Ai Sheng, testigo ocular del levantamiento del boxeador, 1900

"Si los chinos pueden ser retenidos esta noche, podemos atacar para que nunca se rompan".
Capitán Hall, oficial estadounidense en la legación de Pekín, julio 1900

“Después de matar a sus esposas e hijos para evitar que cayeran en las garras de los chinos frenéticos, los extranjeros de Pekín fueron abatidos. Los salvajes los mataron como bestias. Ninguno de los 1,800 hombres, mujeres y niños blancos quedó con vida en Pekín ... El último blanco murió luchando y los mongoles [boxeadores] enloquecidos por la sangre tuvieron que desatar su ingenio infernal en los cadáveres ".
New York Diario de la tarde, Julio 1900

“Los chinos se han atrevido a derogar una ley internacional milenaria y a burlarse de la santidad del diplomático y del derecho a la hospitalidad… Cuando te encuentres con el enemigo, golpéalo.
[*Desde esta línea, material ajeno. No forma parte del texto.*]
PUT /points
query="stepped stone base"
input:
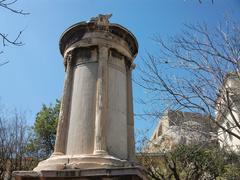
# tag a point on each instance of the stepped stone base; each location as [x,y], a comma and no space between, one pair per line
[64,162]
[127,173]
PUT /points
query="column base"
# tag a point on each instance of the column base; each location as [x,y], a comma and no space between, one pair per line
[63,162]
[127,173]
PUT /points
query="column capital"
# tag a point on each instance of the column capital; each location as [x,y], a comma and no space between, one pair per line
[68,59]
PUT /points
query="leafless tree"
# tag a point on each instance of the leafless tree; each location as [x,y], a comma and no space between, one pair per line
[14,136]
[191,72]
[6,40]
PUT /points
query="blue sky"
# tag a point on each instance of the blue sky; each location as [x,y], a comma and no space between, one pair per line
[35,72]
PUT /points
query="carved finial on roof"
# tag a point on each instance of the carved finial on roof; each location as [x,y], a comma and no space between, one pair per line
[101,19]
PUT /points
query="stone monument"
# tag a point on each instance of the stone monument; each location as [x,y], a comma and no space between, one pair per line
[95,134]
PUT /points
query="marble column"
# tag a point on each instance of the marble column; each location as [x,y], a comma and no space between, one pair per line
[62,130]
[101,102]
[130,116]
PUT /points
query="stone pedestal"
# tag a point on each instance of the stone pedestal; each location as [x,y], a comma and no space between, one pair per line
[96,125]
[86,174]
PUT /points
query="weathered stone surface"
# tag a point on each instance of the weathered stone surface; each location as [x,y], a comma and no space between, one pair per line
[95,129]
[130,173]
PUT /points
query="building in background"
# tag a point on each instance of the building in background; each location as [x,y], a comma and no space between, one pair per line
[227,112]
[177,127]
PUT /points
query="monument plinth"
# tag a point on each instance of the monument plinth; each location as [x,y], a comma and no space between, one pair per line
[96,125]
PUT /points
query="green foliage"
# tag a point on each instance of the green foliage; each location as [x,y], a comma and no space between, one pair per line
[42,144]
[192,162]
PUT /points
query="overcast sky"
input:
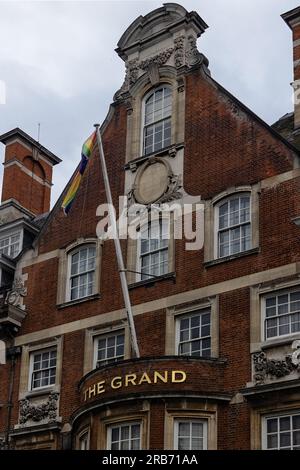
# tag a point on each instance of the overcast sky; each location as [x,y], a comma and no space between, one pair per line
[58,62]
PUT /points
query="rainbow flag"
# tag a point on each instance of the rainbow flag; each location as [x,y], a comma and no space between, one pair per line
[73,189]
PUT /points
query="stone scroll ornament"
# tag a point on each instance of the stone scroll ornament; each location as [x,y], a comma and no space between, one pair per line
[264,367]
[44,411]
[14,296]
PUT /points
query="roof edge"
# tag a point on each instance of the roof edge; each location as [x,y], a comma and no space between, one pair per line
[4,138]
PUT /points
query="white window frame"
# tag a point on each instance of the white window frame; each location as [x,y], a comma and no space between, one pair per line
[120,424]
[9,237]
[216,223]
[69,276]
[84,436]
[163,220]
[107,335]
[177,421]
[264,435]
[201,310]
[143,125]
[31,371]
[263,299]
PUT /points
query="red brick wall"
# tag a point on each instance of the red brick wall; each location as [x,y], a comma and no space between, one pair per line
[31,194]
[224,147]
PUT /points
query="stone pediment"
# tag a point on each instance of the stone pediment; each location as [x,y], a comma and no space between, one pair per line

No se concederá el perdón. No se tomarán prisioneros. Quien caiga en tus manos está perdido ... Haz que el nombre alemán sea recordado en China durante mil años para que ningún chino vuelva a atreverse a mirar siquiera a un alemán.
El gobernante alemán Wilhelm II, dirigiéndose a las tropas que se embarcan para China, 1900

"Los que se quedaron [en Beijing] han sido tratados como si todos fueran boxeadores o espías, y han sido saqueados libremente, sus casas quemadas y ellos mismos expulsados ​​a cualquier destino que pudiera aguardarles".
Un misionero estadounidense en la ocupación de las ocho naciones de Beijing, 1900

“China nunca quiso a los extranjeros más de lo que los extranjeros querían a los chinos. Sobre esta cuestión, siempre estoy con los Boxers. El Boxer es un patriota. Ama a su país más que a los países de otras personas ".
Mark Twain, escritor estadounidense, 1900

"Debería aprovechar una oportunidad temprana para informar al gobierno chino que en el caso de que ... se pongan incondicionalmente del lado de los Aliados, el gobierno de Su Majestad tiene toda la intención de cumplir posteriormente con las solicitudes razonables de China con un espíritu generoso ..."
Telegrama del Ministerio de Asuntos Exteriores británico, 1917

“Hemos escuchado los pronunciamientos públicos de las potencias [occidentales] de que después de la guerra, la justicia y la igualdad gobernarán entre las naciones. Creemos en ellos y tenemos grandes esperanzas en ellos. Esperamos que al llevarlos a cabo en la práctica en China, una de las primeras cosas que se hará será una revisión razonable y equitativa de nuestros tratados [para] favorecer el desarrollo independiente de China ”.